When she referred to the late war “in behalf of the oppressed Slavonic races of the Balkans,” Pavel asked her why the Czar had not first thought of his own oppressed Russians, and whether it was not hypocrisy to send one’s slaves to die for somebody else’s freedom. The Emperor had secured a constitution for Bulgaria, had he? Why, then, was he hanging those who were striving for one in his own land? A war of emancipation indeed! It was the old Romanoff greed for territory, for conquest, for bloodshed.
He literally bore her down by a gush of arguments, facts, images. Now and again he would pause, sit looking at the grass in grim silence, and then, burst into another torrent of oratory. It was said of Zachar that a single speech of his was enough to make a convert of the most hopeless conservative. Pavel was far from possessing any such powers of pleading eloquence, when his audience was made up of strangers, but he certainly scored a similar victory by the appeal which he was now addressing to his mother.
He went to order coffee. When he returned, reveille was sounding in the barracks.
“There you have it!” he said. “Do you know what that sound means? It means that the youngest, the best forces of the country are turned into weapons of human butchery.”
The brass notes continued, somewhat cracked at times, but loud and vibrant with imperious solemnity.
“It means, too, that people are forced to keep themselves in chains at the point of their own bayonets,” he added.
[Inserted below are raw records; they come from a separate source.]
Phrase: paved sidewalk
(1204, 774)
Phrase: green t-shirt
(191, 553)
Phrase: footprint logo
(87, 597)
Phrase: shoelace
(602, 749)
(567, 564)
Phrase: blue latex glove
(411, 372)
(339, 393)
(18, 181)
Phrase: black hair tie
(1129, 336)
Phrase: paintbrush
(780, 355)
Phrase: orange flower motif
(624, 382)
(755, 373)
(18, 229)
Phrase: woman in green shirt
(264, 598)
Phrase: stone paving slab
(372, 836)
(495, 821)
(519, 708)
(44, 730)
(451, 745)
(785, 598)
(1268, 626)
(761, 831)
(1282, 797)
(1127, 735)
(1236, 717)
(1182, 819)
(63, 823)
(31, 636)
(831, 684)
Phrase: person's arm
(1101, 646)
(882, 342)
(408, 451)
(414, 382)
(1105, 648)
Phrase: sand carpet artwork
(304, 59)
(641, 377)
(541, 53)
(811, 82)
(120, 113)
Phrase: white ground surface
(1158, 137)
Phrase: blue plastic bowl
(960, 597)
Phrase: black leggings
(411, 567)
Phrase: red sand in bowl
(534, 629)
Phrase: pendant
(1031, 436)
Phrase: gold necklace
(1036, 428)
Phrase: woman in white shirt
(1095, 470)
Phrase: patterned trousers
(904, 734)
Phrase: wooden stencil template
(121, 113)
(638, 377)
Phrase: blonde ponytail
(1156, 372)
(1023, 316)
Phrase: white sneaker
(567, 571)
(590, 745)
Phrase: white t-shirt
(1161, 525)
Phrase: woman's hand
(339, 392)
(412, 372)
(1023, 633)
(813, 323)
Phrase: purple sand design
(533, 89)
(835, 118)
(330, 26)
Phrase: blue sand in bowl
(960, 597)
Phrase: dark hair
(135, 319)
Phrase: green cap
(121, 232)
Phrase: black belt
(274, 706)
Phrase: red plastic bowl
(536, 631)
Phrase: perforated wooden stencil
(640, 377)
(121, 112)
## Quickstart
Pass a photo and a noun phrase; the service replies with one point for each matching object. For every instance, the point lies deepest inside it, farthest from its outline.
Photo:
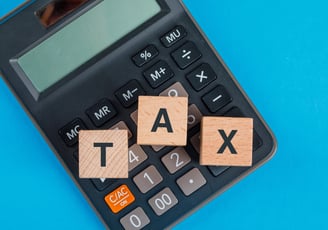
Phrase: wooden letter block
(103, 154)
(162, 121)
(226, 141)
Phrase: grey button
(134, 117)
(136, 156)
(137, 219)
(191, 181)
(147, 179)
(157, 148)
(176, 160)
(175, 90)
(122, 126)
(194, 116)
(163, 201)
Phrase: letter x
(227, 141)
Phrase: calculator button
(173, 36)
(119, 198)
(129, 93)
(163, 201)
(194, 116)
(121, 126)
(191, 181)
(69, 133)
(145, 55)
(134, 117)
(217, 98)
(175, 90)
(176, 160)
(147, 179)
(217, 170)
(102, 183)
(195, 142)
(201, 77)
(186, 55)
(157, 148)
(158, 74)
(102, 112)
(137, 219)
(136, 156)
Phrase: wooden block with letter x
(103, 154)
(162, 120)
(226, 141)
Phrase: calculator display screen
(82, 39)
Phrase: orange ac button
(119, 198)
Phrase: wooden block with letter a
(103, 154)
(162, 121)
(226, 141)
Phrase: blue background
(278, 51)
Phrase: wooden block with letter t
(162, 121)
(103, 154)
(226, 141)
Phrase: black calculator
(81, 65)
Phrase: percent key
(145, 55)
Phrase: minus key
(217, 98)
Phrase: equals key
(217, 98)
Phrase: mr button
(226, 141)
(103, 154)
(162, 121)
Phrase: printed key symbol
(145, 55)
(186, 54)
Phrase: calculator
(81, 65)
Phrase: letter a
(167, 124)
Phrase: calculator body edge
(173, 14)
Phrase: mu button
(103, 154)
(226, 141)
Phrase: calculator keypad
(122, 126)
(129, 93)
(136, 156)
(148, 179)
(175, 90)
(158, 74)
(173, 36)
(101, 112)
(191, 181)
(186, 55)
(176, 160)
(217, 98)
(137, 219)
(201, 77)
(163, 201)
(191, 74)
(119, 198)
(69, 133)
(145, 55)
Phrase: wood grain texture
(148, 110)
(212, 141)
(116, 156)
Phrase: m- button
(102, 112)
(128, 94)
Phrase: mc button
(70, 132)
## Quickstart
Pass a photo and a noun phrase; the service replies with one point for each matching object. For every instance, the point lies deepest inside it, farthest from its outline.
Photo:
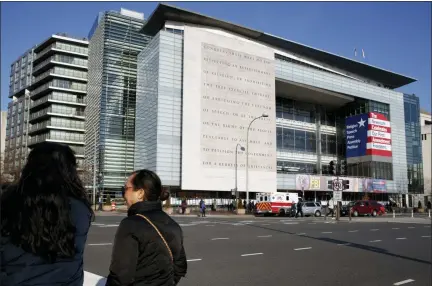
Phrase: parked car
(367, 208)
(345, 208)
(311, 208)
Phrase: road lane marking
(109, 225)
(303, 248)
(252, 254)
(403, 282)
(93, 279)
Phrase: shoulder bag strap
(160, 234)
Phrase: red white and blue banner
(379, 135)
(368, 134)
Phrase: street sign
(337, 196)
(337, 185)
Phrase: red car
(367, 208)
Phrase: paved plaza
(276, 250)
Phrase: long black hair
(36, 210)
(151, 184)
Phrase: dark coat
(22, 268)
(139, 255)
The next few days were spent by the countess in reading “underground” literature. She was devouring paper after paper and pamphlet after pamphlet with tremulous absorption. The little pile before her included scientific treatises, poetry and articles of a polemical nature, and she read it all; but she was chiefly interested in the hair-breadth escapes, pluck and martyrdom of the revolutionists. The effect this reading had on her was something like the thrilling experience she had gone through many years ago when she was engrossed in the Lives of Saints.
“It makes one feel twenty years younger,” she said to Pavel, bashfully, as she laid down a revolutionary print and took the glasses off her tired eyes one forenoon.